Islam di Barat: Dibenci Kemudian Dicintai



“Kami (Allah) mengutusmu (Muammad) sebagai karunia bagi alam semesta”
~Firman Allah, QS. 21: 107~
Oleh: Qosim Nursheha Dzulhadi

SEORANG orientalis kontemporer, Robert Spencer, sangat jujur ketika menyatakan bahwa Islam adalah the world’s fastest growing-faith: agama (keimanan) yang paling cepat tumbuh dan berkembang di Barat. (Robert Spencer, Islam Unveiled: Disturbing Questions About the World’s Fastest-Growing Religion (San Francisco: Encounter Books, 2002). Meskipun harus dicatat, buku ini berisi banyak tuduhan tak berdasar karena dipenuhi kebencian.
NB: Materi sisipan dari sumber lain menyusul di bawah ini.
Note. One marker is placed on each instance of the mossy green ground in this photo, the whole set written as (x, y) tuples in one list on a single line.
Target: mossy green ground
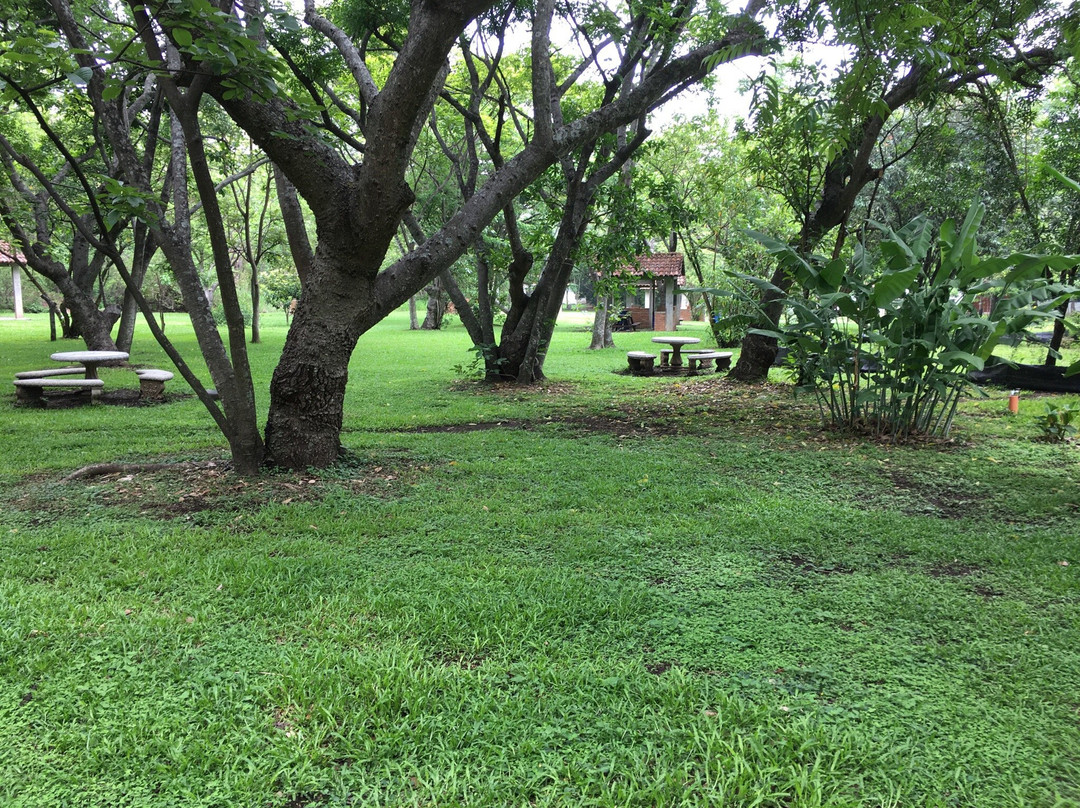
[(607, 591)]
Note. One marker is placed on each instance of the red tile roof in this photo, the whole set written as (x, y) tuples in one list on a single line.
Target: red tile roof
[(658, 265)]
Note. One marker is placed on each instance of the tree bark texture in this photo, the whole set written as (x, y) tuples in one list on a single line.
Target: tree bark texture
[(602, 325)]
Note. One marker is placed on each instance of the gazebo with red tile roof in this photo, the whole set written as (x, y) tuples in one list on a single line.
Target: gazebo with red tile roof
[(660, 271), (13, 258)]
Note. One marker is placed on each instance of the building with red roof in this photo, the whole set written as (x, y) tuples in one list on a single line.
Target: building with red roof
[(652, 299)]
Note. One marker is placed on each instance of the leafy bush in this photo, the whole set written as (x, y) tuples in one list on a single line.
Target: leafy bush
[(886, 340), (1056, 422)]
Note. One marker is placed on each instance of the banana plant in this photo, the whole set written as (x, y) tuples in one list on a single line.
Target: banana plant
[(885, 340)]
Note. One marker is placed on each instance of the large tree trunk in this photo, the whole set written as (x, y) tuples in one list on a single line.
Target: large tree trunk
[(307, 393), (436, 307)]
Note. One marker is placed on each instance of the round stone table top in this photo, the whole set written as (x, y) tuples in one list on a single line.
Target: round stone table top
[(676, 340), (84, 357)]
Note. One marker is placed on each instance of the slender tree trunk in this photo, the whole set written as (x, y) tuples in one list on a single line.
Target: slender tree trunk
[(602, 325), (414, 323), (255, 306)]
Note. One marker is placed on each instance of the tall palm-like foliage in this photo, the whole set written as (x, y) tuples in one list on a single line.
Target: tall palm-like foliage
[(885, 340)]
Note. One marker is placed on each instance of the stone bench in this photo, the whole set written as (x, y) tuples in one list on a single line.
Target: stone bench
[(151, 382), (32, 391), (640, 362), (705, 360), (51, 372)]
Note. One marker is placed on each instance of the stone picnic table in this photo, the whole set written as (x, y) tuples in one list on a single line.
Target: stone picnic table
[(90, 360), (676, 345)]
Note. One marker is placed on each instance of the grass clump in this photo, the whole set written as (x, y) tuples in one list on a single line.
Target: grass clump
[(606, 591)]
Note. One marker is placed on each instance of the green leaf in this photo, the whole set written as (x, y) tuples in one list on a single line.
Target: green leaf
[(892, 285), (80, 77), (962, 357)]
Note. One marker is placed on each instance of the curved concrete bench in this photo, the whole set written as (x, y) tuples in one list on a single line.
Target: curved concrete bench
[(705, 360), (640, 362), (151, 382), (51, 372), (31, 391)]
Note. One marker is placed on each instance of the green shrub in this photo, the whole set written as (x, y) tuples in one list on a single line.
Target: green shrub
[(1056, 422), (885, 340)]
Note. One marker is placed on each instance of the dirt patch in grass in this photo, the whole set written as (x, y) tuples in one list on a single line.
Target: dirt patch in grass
[(808, 565), (477, 427), (953, 568), (943, 500), (165, 492), (122, 398)]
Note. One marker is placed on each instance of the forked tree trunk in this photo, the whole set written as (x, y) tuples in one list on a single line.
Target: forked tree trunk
[(307, 392)]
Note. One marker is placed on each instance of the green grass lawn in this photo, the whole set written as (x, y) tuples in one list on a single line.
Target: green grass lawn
[(605, 591)]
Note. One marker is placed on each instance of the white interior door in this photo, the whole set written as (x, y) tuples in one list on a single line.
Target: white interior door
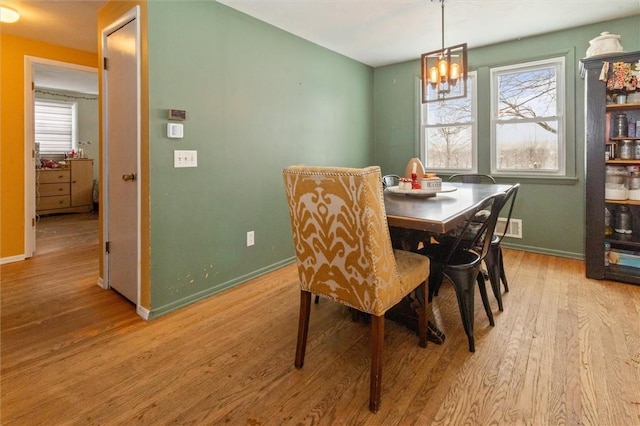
[(122, 142)]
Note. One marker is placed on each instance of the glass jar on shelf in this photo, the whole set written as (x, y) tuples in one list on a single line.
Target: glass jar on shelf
[(626, 149), (620, 126), (616, 183), (633, 185)]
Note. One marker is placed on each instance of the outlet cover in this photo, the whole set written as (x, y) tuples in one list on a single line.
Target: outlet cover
[(185, 158)]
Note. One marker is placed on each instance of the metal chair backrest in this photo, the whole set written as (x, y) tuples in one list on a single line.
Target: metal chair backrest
[(510, 195), (471, 178), (476, 235)]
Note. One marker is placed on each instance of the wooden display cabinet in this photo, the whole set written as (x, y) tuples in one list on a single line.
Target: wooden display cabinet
[(598, 136)]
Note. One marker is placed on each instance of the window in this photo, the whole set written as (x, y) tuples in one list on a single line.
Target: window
[(527, 118), (55, 123), (448, 132)]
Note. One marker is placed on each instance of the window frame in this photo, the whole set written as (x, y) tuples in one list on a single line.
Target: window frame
[(472, 92), (557, 62), (73, 142)]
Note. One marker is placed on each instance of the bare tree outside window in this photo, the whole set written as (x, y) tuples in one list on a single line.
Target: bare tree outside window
[(527, 115), (449, 132)]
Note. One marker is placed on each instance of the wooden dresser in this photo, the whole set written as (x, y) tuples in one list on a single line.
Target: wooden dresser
[(65, 190)]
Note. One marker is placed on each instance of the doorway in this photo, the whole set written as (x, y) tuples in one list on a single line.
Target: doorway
[(121, 156), (64, 82)]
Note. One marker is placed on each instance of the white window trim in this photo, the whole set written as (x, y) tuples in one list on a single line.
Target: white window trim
[(74, 126), (559, 63), (474, 130)]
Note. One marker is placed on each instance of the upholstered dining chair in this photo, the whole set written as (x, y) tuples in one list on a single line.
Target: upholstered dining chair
[(471, 178), (493, 260), (343, 252), (459, 257)]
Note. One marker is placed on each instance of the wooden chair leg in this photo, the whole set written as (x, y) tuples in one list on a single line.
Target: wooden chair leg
[(377, 343), (503, 277), (303, 327)]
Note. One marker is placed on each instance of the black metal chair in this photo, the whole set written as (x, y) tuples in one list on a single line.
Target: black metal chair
[(471, 178), (493, 260), (389, 180), (459, 258)]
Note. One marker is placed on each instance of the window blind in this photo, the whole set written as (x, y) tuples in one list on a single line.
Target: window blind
[(54, 125)]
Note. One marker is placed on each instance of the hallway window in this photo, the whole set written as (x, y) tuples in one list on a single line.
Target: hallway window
[(55, 124)]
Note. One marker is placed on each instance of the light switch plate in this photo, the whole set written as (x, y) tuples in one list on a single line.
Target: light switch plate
[(183, 158), (175, 130)]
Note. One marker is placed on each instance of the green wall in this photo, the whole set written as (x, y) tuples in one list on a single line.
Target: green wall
[(257, 99), (552, 210)]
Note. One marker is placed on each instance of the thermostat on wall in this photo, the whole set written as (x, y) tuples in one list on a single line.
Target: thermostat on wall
[(175, 130), (177, 114)]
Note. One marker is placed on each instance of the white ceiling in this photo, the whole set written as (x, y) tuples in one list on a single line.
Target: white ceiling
[(382, 32), (374, 32)]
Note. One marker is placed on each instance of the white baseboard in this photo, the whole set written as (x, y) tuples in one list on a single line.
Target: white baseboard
[(101, 283), (144, 313)]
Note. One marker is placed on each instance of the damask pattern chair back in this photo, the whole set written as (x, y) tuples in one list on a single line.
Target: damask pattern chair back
[(341, 237), (343, 251)]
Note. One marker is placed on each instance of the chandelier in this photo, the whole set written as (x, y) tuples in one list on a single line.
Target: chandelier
[(444, 71)]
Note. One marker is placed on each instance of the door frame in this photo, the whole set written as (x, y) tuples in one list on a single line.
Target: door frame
[(132, 15), (29, 145)]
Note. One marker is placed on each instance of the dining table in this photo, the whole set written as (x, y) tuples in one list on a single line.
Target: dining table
[(412, 215), (415, 217)]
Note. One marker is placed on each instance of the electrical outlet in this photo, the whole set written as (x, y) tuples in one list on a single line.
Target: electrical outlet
[(185, 158)]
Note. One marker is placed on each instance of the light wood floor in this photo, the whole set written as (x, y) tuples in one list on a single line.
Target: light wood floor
[(566, 350)]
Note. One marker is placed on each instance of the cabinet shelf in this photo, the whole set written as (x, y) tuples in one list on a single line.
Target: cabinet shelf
[(627, 202), (625, 138), (599, 122)]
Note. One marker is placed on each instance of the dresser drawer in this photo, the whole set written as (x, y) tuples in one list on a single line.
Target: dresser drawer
[(54, 176), (57, 202), (51, 189)]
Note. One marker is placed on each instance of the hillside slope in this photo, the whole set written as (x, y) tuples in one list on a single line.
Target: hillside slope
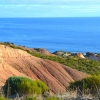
[(15, 62)]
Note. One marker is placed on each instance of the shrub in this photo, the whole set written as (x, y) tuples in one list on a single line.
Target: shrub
[(23, 85), (1, 98), (91, 83), (51, 98), (31, 98)]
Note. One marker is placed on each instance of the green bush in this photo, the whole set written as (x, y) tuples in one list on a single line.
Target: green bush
[(1, 98), (91, 83), (31, 98), (23, 85), (51, 98)]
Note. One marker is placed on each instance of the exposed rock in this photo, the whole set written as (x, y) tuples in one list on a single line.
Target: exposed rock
[(15, 62)]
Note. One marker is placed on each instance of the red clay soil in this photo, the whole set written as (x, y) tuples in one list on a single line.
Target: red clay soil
[(15, 62)]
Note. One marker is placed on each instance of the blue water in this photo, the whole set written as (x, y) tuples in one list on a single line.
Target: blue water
[(67, 34)]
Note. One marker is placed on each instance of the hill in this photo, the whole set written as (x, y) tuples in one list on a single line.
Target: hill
[(15, 62)]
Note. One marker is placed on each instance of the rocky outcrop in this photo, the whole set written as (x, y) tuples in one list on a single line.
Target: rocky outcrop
[(15, 62)]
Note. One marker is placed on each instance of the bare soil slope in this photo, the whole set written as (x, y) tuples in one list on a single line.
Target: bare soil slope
[(15, 62)]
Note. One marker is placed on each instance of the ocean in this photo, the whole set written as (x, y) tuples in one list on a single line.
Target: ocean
[(54, 34)]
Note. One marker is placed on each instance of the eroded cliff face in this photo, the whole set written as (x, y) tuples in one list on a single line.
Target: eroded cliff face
[(15, 62)]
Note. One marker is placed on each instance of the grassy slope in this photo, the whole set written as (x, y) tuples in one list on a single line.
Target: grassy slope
[(84, 65)]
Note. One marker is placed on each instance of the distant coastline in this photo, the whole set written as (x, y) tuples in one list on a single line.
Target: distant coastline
[(67, 34)]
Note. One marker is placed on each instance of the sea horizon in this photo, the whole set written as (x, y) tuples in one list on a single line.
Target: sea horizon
[(54, 34)]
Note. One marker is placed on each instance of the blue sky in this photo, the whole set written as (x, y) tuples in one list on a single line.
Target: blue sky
[(49, 8)]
Memang, sejak Perang Salib (Crusades) yang terjadi berabad-abad Islam menjadi “momok” yang sangat menakutkan bagi Barat-Kristen. Bahkan setelah runtuhnya Uni Sovyet, Islam menjadi musuh besar (the great enemy) sekaligus musuh bersama (the common enemy) bagi Barat. Ketika berbicara tentang hubungan Islam dan Barat (Islam and the West), analis Amerika Serikat, seperti Samuel P. Huntington, bahkan menyatakan bahwa konflik abad ke-21 antara demokrasi liberal dan Marxis-Leninisme bersifat permukaan (fleeting) dan superficial (tidak serius), jika dibandingkan dengan hubungan konflik yang terus-menerus dan mendalam antara Islam dan Kristianitas. (Lihat, Samuel P. Huntington, The Clash of Civilizations and the Remaking of World Order (New Delhi-India: Penguin Books, 1997, hlm. 209).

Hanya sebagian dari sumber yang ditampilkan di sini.